Shack: Tell me about the specifics of Wii FPS control. What are some of the issues you run into with working up a scheme that feels natural?

Al Reed: We ended up with something that will be familiar to the seasoned FPS folks but still easy to pick up for someone new to the genre. After all of our user-testing we found there was a second scheme that our testers also liked so we ended up including it in two unique ways.

I'll discuss the default controls. The left analog handles forward/backward/strafe movement for the player and the accelerometers in the Nunchuk are used for gestures. The magic really happens with the Wii Remote. Aiming is handled by pointing at the screen--the player is given a targeting cursor similar to the other titles in the genre. Movement of the cursor is carefully engineered to respond quickly to big movements, but also allow the player to aim carefully. The sensitivities also self-adjust when the player pulls up iron-sights or zooms with the sniper rifle. Beyond that, the game tries to detect what you're trying to aim at, and helps drift the cursor in towards your target. When the cursor moves to the edge--away from what's known as the "dead zone"--the camera rotates. We also exposed a bunch of the tuning parameters to the player in the options menu so they can tweak everything to suit their desires.

Anyone who works at Demiurge can sign up to give a lunchtime game pitch to the studio.

Shack: What led to the decision of taking out jumping?

Al Reed: At Demiurge, we really aim to have "tight" design. If it's not making the experience significantly better, we cut the feature. Jumping around the world in WWII never quite felt right and we wanted to simplify the controls.

Shack: Will the weapons, grenades, and squad-based gameplay be relatively unchanged in this iteration?

Al Reed: We had to overhaul pretty much every tool the player is given to adapt and re-balance the game for the new interface. The core gameplay that makes Brothers in Arms unique in the WWII genre was preserved, but the way you interact with the world is pretty massively changed. The amount of spread you need on a weapon, for example, is quite different when the player is physically aiming at the screen.
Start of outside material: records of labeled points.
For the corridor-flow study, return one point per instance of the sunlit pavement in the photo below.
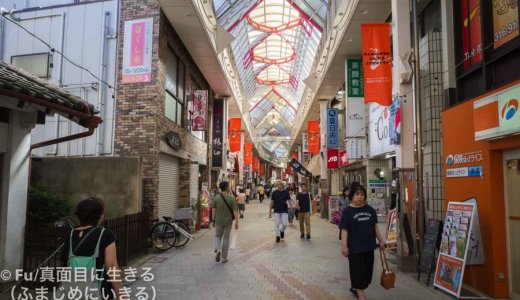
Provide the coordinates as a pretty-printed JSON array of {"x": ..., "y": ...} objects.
[{"x": 260, "y": 268}]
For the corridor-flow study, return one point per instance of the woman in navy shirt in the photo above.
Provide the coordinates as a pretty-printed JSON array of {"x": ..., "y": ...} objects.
[{"x": 358, "y": 237}]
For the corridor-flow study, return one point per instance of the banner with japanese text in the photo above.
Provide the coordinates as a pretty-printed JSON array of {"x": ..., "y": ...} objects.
[
  {"x": 332, "y": 158},
  {"x": 377, "y": 63},
  {"x": 332, "y": 128},
  {"x": 313, "y": 132},
  {"x": 255, "y": 164},
  {"x": 137, "y": 51},
  {"x": 217, "y": 151},
  {"x": 235, "y": 127},
  {"x": 248, "y": 154},
  {"x": 198, "y": 115}
]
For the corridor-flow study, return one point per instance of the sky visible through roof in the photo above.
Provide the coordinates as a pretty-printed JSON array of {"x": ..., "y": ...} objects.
[{"x": 274, "y": 49}]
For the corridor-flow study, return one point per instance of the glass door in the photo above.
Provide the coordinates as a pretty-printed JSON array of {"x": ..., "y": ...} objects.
[{"x": 513, "y": 218}]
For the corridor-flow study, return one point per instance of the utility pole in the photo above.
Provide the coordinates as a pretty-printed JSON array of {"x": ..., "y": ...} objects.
[{"x": 418, "y": 131}]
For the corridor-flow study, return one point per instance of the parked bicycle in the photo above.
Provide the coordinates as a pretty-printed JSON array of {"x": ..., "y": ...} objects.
[{"x": 170, "y": 233}]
Grenades are something we altered a lot. It's easy to think that you should just allow the player to "throw" but that doesn't allow for the precise, tactical movement that BiA demands. Instead, we have the player aim where they want the grenade to go and switch up the movement scheme so they can then duck behind cover and throw with their arm without making the camera get whipped around on them. It fuses the tactical BiA gameplay with the benefits of the Wii Remote beautifully.

Shack: How will the narrative compare to previous Brothers in Arms games?
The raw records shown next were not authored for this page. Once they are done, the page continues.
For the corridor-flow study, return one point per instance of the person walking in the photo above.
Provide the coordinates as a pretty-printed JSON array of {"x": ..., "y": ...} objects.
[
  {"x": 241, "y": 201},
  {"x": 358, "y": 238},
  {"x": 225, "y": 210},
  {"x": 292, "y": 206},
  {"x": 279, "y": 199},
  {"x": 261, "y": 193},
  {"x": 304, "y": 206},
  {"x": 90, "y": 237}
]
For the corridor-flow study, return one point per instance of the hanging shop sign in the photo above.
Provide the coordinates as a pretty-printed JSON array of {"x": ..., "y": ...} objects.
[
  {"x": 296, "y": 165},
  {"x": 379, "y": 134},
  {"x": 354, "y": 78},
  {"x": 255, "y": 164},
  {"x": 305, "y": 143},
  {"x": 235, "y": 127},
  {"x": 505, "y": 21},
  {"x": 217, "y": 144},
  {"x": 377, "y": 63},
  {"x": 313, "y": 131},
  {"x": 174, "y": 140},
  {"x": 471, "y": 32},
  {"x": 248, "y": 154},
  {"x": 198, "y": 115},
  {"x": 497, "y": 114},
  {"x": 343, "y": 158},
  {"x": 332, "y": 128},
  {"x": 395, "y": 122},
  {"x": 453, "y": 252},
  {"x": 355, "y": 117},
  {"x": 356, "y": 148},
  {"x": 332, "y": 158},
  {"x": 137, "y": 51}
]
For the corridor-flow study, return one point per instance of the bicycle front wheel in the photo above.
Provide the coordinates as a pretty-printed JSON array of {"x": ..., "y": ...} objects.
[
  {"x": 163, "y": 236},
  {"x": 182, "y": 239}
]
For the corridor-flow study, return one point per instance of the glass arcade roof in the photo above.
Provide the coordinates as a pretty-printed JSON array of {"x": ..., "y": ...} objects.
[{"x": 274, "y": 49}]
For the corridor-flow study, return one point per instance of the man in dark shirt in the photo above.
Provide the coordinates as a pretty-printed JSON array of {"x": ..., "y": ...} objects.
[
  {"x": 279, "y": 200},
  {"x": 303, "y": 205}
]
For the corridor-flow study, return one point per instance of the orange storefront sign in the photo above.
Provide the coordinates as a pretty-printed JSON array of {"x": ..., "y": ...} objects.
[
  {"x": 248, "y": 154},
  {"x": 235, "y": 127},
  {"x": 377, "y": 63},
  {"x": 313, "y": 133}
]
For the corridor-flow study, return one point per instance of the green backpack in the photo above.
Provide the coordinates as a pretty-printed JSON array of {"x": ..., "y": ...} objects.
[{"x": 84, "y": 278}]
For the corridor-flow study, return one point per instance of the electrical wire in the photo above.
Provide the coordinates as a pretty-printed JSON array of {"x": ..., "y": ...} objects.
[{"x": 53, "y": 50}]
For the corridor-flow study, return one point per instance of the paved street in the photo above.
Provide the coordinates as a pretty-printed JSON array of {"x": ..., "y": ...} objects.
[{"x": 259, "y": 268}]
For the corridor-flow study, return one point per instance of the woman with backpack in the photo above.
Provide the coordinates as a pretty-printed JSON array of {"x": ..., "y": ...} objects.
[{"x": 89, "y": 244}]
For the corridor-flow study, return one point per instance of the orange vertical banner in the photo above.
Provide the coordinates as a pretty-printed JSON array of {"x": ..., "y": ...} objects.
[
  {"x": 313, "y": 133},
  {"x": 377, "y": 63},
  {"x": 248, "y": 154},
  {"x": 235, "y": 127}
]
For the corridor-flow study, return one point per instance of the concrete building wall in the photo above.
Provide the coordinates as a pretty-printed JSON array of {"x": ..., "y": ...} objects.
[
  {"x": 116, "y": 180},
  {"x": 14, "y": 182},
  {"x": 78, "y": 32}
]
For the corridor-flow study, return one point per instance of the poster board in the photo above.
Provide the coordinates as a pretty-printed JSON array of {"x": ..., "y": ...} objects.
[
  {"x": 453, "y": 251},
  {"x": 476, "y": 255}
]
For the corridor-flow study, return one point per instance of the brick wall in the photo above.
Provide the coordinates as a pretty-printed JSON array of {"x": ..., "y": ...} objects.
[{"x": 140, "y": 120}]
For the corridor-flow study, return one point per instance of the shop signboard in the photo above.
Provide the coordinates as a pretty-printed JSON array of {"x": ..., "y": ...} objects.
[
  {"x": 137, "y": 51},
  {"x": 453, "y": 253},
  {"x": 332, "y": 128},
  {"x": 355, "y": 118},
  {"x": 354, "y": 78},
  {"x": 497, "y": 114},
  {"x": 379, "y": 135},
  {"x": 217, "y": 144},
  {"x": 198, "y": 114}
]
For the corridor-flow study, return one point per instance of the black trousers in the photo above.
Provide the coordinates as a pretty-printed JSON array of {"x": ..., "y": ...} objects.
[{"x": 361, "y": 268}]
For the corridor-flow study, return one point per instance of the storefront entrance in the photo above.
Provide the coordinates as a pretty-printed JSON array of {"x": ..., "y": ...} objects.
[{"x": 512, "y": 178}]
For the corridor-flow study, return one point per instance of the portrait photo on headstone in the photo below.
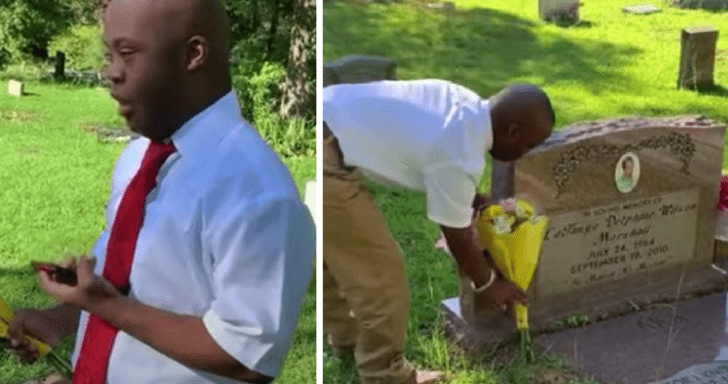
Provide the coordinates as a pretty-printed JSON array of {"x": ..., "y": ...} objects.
[{"x": 627, "y": 172}]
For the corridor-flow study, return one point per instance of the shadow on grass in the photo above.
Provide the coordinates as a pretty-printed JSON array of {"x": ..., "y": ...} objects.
[{"x": 483, "y": 49}]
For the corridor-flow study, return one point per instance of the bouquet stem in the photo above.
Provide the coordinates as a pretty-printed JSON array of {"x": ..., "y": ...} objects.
[{"x": 526, "y": 344}]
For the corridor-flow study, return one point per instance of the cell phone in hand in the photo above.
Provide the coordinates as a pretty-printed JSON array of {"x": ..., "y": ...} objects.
[{"x": 56, "y": 272}]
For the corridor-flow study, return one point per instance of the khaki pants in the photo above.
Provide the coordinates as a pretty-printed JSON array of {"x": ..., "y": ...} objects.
[{"x": 366, "y": 295}]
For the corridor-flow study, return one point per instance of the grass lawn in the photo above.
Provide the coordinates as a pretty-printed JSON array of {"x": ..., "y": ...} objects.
[
  {"x": 55, "y": 178},
  {"x": 612, "y": 64}
]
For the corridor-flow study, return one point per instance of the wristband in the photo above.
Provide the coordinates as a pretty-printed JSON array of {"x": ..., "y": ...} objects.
[{"x": 486, "y": 285}]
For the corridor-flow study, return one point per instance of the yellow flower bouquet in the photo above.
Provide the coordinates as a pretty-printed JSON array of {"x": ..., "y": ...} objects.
[
  {"x": 513, "y": 233},
  {"x": 6, "y": 316}
]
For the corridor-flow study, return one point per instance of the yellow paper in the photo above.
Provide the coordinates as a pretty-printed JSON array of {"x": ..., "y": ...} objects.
[
  {"x": 515, "y": 254},
  {"x": 7, "y": 315}
]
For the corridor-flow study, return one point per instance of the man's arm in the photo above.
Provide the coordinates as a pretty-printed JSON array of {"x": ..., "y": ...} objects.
[
  {"x": 182, "y": 338},
  {"x": 463, "y": 243}
]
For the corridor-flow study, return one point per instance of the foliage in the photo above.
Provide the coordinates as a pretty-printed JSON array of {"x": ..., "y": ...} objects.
[
  {"x": 26, "y": 26},
  {"x": 82, "y": 45},
  {"x": 257, "y": 95}
]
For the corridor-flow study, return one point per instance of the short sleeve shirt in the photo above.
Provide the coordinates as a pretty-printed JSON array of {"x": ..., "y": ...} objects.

Al Reed: Gearbox has put a lot of effort into the storyline of the games and their effort shows. The series is widely recognized for having an exceptionally compelling storyline. Because of this, the story is one of the elements of the games that we really wanted to preserve in the Wii versions. We believe that videogames are a great medium for storytelling and the Wii versions of Brothers in Arms are great examples of that.

Shack: Gearbox got its start fulfilling a similar service-oriented role in the industry. Does Demiurge hope to expand its production to original titles in the future?
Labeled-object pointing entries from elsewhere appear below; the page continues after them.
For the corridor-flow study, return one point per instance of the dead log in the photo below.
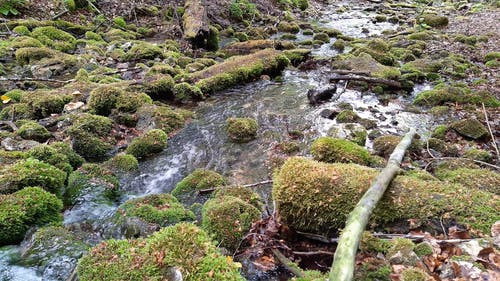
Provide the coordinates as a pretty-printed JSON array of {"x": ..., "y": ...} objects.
[
  {"x": 344, "y": 259},
  {"x": 196, "y": 25},
  {"x": 390, "y": 83}
]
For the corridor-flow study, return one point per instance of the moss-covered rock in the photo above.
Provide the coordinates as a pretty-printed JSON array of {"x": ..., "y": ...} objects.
[
  {"x": 103, "y": 99},
  {"x": 470, "y": 128},
  {"x": 55, "y": 38},
  {"x": 241, "y": 130},
  {"x": 88, "y": 178},
  {"x": 43, "y": 103},
  {"x": 31, "y": 172},
  {"x": 159, "y": 209},
  {"x": 199, "y": 179},
  {"x": 150, "y": 143},
  {"x": 433, "y": 20},
  {"x": 317, "y": 198},
  {"x": 31, "y": 206},
  {"x": 243, "y": 193},
  {"x": 329, "y": 149},
  {"x": 31, "y": 130},
  {"x": 124, "y": 163},
  {"x": 183, "y": 246},
  {"x": 228, "y": 219}
]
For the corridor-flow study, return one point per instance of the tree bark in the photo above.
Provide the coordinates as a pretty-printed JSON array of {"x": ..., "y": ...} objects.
[
  {"x": 343, "y": 262},
  {"x": 390, "y": 83}
]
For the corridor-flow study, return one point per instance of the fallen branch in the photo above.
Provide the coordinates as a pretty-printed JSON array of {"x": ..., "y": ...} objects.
[
  {"x": 288, "y": 264},
  {"x": 344, "y": 259},
  {"x": 14, "y": 79},
  {"x": 208, "y": 190},
  {"x": 10, "y": 124},
  {"x": 390, "y": 83},
  {"x": 491, "y": 132}
]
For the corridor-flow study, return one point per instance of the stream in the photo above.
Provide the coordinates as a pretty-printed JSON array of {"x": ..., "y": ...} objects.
[{"x": 278, "y": 106}]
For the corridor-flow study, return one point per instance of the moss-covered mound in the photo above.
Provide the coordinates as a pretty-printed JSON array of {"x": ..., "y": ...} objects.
[
  {"x": 160, "y": 209},
  {"x": 316, "y": 197},
  {"x": 31, "y": 172},
  {"x": 239, "y": 69},
  {"x": 329, "y": 149},
  {"x": 31, "y": 206},
  {"x": 150, "y": 143},
  {"x": 88, "y": 178},
  {"x": 199, "y": 179},
  {"x": 241, "y": 130},
  {"x": 472, "y": 178},
  {"x": 228, "y": 219},
  {"x": 183, "y": 247}
]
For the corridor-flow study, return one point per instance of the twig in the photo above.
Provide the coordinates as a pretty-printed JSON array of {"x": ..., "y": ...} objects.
[
  {"x": 288, "y": 264},
  {"x": 14, "y": 79},
  {"x": 491, "y": 132}
]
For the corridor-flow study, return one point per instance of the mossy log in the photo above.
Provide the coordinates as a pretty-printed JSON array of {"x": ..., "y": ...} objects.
[{"x": 343, "y": 263}]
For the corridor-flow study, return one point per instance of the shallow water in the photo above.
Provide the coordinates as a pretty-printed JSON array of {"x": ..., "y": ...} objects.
[{"x": 278, "y": 107}]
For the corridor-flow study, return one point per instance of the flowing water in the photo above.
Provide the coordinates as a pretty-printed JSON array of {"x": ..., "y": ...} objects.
[{"x": 279, "y": 107}]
Al Reed: Absolutely. The Wii whiteboard is one of many ways we're fostering a culture of creating original ideas here. Anyone who works at Demiurge can sign up to give a lunchtime game pitch to the studio. Those pitches and their accompanying design document go into a green-light process, and eventually get turned into a full-on game pitch we give to the appropriate publishers. We've got two games from that process that we're shopping around right now and have two more in the pipe.

Brothers in Arms: Double Time is due out for the Wii on October 16.